As far as I can tell, there is nothing wrong with the month of October, except that it never lasts long enough. I wish it were October beginning in September, right up until we start bringing home cream and potatoes for Thanksgiving, then it can be November, which should also be a longer month, but I am getting ahead of myself, which is just the concern I am addressing... everything is going too fast!

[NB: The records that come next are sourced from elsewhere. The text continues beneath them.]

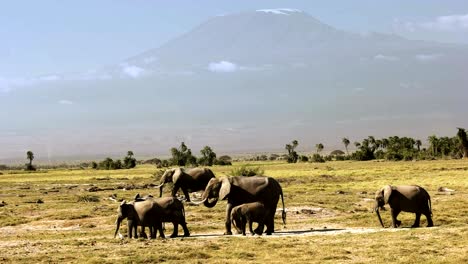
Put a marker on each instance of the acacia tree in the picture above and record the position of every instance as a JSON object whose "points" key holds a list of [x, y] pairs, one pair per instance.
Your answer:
{"points": [[346, 143], [183, 156], [319, 147], [208, 156], [433, 141], [129, 160], [30, 157], [292, 154], [418, 145]]}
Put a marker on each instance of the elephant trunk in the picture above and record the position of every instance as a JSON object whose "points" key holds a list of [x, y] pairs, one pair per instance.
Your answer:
{"points": [[119, 220], [209, 204], [376, 209], [160, 190]]}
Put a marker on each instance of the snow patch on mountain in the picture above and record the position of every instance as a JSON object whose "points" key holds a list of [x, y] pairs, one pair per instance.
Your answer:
{"points": [[280, 11]]}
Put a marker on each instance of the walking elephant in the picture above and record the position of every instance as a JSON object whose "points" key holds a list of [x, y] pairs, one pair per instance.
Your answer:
{"points": [[139, 213], [189, 180], [249, 213], [239, 190], [152, 213], [406, 198]]}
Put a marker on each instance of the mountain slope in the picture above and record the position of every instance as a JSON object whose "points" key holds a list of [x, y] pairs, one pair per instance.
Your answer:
{"points": [[246, 81]]}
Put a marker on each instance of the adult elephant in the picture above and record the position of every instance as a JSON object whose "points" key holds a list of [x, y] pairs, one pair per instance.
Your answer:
{"points": [[240, 190], [405, 198], [189, 180]]}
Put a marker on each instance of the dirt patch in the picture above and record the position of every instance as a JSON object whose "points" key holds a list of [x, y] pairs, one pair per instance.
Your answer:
{"points": [[307, 211]]}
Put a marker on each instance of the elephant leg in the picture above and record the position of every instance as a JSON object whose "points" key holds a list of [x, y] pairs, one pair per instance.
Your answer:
{"points": [[396, 223], [228, 220], [184, 226], [142, 232], [187, 197], [161, 232], [135, 231], [244, 224], [175, 189], [251, 227], [131, 226], [260, 228], [175, 233], [429, 219], [416, 221], [269, 222]]}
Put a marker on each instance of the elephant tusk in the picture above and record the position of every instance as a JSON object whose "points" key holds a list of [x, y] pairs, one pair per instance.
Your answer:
{"points": [[200, 202], [158, 186]]}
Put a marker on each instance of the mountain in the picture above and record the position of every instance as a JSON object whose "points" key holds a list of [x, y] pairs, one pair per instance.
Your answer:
{"points": [[250, 81]]}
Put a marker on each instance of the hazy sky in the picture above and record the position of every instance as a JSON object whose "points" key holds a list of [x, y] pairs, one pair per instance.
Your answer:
{"points": [[46, 37]]}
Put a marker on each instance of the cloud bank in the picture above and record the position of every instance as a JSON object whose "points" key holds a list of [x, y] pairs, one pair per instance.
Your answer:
{"points": [[385, 57], [132, 70], [222, 66]]}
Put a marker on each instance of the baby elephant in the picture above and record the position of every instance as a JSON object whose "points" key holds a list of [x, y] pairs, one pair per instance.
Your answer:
{"points": [[405, 198], [249, 212]]}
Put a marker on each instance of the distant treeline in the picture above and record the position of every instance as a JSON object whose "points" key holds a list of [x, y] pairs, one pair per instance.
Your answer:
{"points": [[392, 148]]}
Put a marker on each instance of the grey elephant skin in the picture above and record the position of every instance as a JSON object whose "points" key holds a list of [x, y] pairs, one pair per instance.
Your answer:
{"points": [[239, 190], [405, 198], [151, 213], [189, 180], [249, 213]]}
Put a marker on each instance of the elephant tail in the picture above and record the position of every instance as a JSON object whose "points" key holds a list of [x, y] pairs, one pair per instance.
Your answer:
{"points": [[430, 205], [283, 214]]}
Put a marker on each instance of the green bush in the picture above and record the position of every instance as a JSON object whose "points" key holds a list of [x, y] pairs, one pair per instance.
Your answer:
{"points": [[317, 158], [247, 171]]}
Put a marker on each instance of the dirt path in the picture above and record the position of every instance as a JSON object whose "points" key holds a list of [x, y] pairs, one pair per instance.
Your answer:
{"points": [[311, 232]]}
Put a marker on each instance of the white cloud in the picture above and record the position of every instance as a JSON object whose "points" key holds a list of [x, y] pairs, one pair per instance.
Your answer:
{"points": [[450, 23], [222, 66], [132, 70], [386, 57], [49, 78], [359, 89], [8, 85], [150, 60], [65, 102], [427, 57]]}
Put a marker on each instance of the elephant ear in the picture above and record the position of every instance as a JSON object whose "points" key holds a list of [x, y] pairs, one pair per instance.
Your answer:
{"points": [[176, 174], [225, 188], [387, 191]]}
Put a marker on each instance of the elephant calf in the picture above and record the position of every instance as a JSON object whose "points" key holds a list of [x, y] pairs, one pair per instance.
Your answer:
{"points": [[406, 198], [249, 212], [152, 213]]}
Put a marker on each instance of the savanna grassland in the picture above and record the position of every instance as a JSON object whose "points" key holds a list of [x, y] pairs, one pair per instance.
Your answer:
{"points": [[329, 206]]}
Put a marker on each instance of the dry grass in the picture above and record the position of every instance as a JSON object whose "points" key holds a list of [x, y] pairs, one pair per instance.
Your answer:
{"points": [[330, 203]]}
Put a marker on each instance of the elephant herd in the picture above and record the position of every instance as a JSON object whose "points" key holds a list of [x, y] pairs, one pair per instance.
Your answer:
{"points": [[249, 199]]}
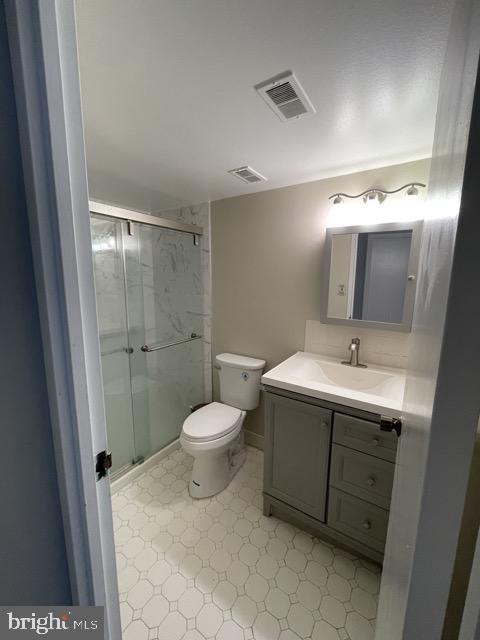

As dedicated as I have been to savoring every bit of this month, I am aghast to realize that we are well past the half-way mark. And, as usual, it's hotter than July. I will not complain about the weather though, because we are at least being spared wildfires. It has been too long a hot, dry, tragic fire season. The anxiety and dread of these wildfires is always just within touch, too close at hand, and the news from Montana, Oregon, Orange County, and especially Napa, Santa Rosa, Sonoma... is heartbreaking. "Fire Season," and "Fire Weather..." these are common terms, now, because the climate is changed.
Oh, lost my train of thought, or really it's that my "train" rides a wild, twisting rail, and though I intend to stick to happy news, and reflections, the real world is calling for attention, compassion, so I think, again, of Puerto Rico, of Standing Rock, of people struggling to hold on to hope, justice, respect, to life. I think of family, of my own doubts and insecurities, of the gnawing foreboding that drops my heart, burns my eyes, and crushes the hope and understanding that I'd been tending, guarding.
Everything is not fine. To keep myself moving forward, to try and sustain some hope, to be resolute, persistent, and resilient, I seek beauty, laughter, the sound of hummingbirds in the garden... I gaze admiringly, appreciatively, at the bliss of a cat's nap, pumpkins, a yellow bicycle, a favorite corner of our home, hands at play, minds at work.
Then Gina called me. She's a friend from way back, from mutual friends, and the Squaremont neighborhood. We shared cars, dogs, holidays, and laughs. She got me on the phone and lavished praise on those rats in dresses I'd painted. Seriously, like a true friend, you know the kind... you aren't hanging out anymore, but it only takes one phone call, one visit, to put you back in the same kindred groove, familiar, comfortable, loving, just like always.
Wholly gobs, this is a long post.
Undaunted, the Chickenblogger persists.
Hehehe... this post is still really long...
I wish October were really long. I wish everyone were safe, respected, inspired. I may as well add... healthy, strong, supported, loved. I am sending out prayers, best thoughts, kindnesses, love, and courage, wherever it's needed.